A 2009 amendment to the Energy Policy Act included the addition of section that authorized loan guarantees to certain renewable energy systems, electric power transmission systems and leading-edge biofuels projects, requiring construction commence no later than Sept. 30, 2011.

Brightsource — a solar thermal power system developer based in Oakland, Calif., with offices in Israel and Australia — received a loan guarantee as part of the amendment, sparking the group’s lawsuit against the Department of Energy and Department of Treasury.

“I filed a complaint to the Department of Energy that they shouldn’t be giving the money to that project because two-thirds of the jobs were going to Israel,” Boyd said. “I was an unemployed manufacturing engineer and I couldn’t get a job because they were giving the stimulus to this company that wasn’t even a U.S. company.”

The Briggs Law Firm currently represents the group in six other lawsuits against large-scale solar thermal projects, alleging disparate environmental burdens on the low-income and minority communities.

“What we look for is polluters to clean up their mess if they already have power plants on line and, if they want new ones, to provide real offsets to the impacted community, not worthless air pollution credits that only benefit financial speculators and the industry, not the community,” Boyd said.

CARE, represented by a different firm, also has pending lawsuits with the U.S. Court of Appeals for the Ninth Circuit seeking more than $100 billion for ratepayers from the 2001 energy crisis, where “market conditions involving diminished power supplies due to drought conditions, inadequate infrastructure and a flawed power market design contributed to the market manipulation that prolonged and exacerbated the economic harm caused by the crisis,” according to the Federal Energy Regulatory Commission (FERC).

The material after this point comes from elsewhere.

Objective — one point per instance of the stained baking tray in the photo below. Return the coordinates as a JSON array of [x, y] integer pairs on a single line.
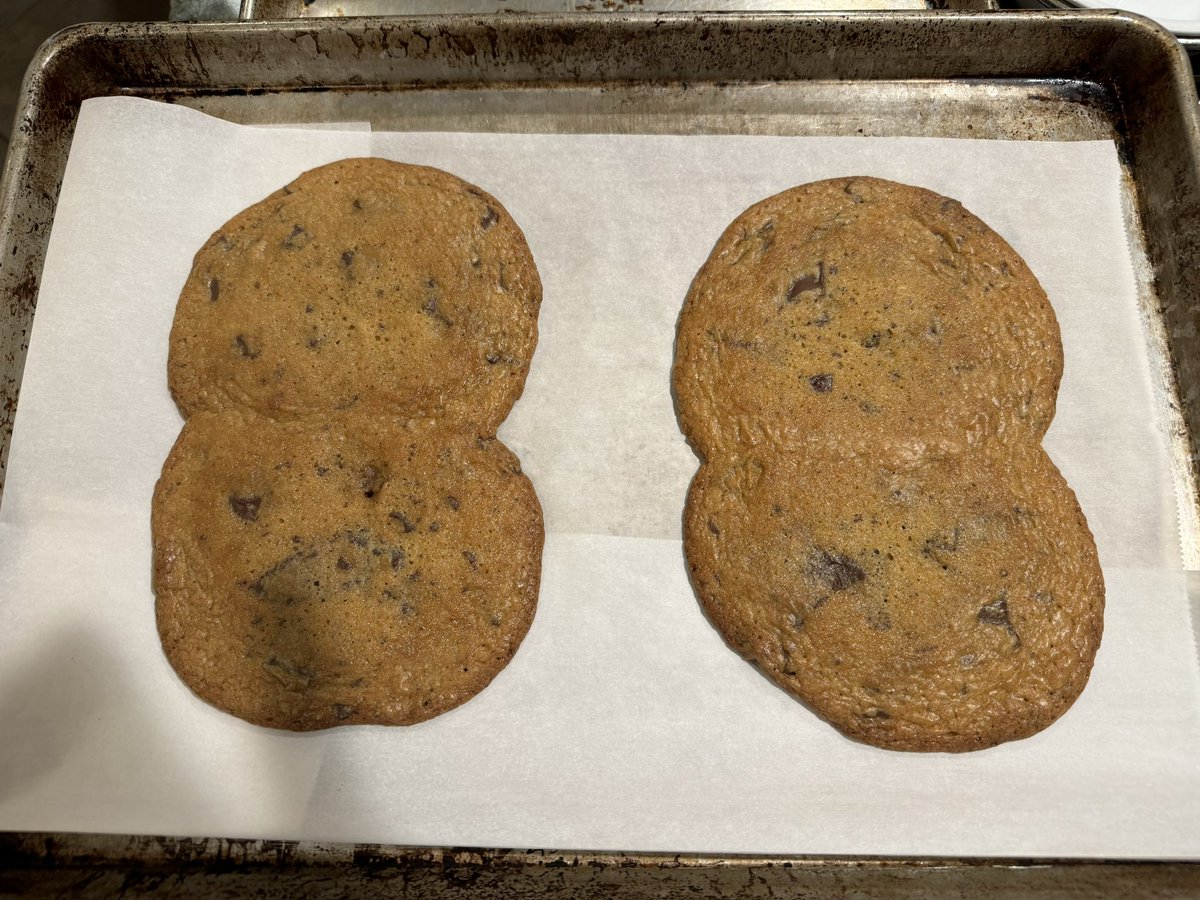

Boyd has filed an individual lawsuit against the California Public Utilities Commission and its members in the U.S. District Court for what he alleges is a failure to pay him for the solar power he produced since 2003 as a Qualified Facility self-certified with the FERC.

“They’re only paying the big utilities like PGE and you don’t have any say,” he said. “That’s a monopoly. My group CARE, here’s our motto: We’re about breaking up the monopoly utility holdings companies.”

Before filing the lawsuit, Boyd submitted complaints to the DOE and spoke with an investigator to try and address the issue, but said they did not address the issue of the jobs going out of the country.

“I’m for renewable energy. My home is solar powered. I have one-and-a-half days of backup power,” Boyd said. “My problem is giving companies like Enron the ability to get this green front, pretending that they’re doing something for the environment when they are destroying it and then they’re using our tax money to pay for the destruction — not only of the environment, but the economy.”

Many of the projects are not viable and will not last due to “spinning parts,” Boyd added. “It requires so much maintenance. They never did them on the scale they’re proposing to do,” he said. “Show me one of the solar thermal projects that have been around for 10 years.”

“Giving power back to the people, that’s what we’re all about,” Boyd said. “That’s why we’re suing the Treasury, because they’re giving money to these thieves, instead of to the people, for projects that will likely never be built.”

Except for a state court of appeals decision in 2003, Boyd and the group have not won any of the lawsuits. Boyd remains optimistic, however, saying that none of the cases have been thrown out — an indication that they haven’t lost.

“The state thinks they’re above the law. They think they can pick and choose the winners and losers,” he said. “That’s the fundamental problem here. When they give stimulus (funds) to the wrong people, it creates perverse incentives for renewable growth.”

The Department of Energy did not return calls for comment as of press time.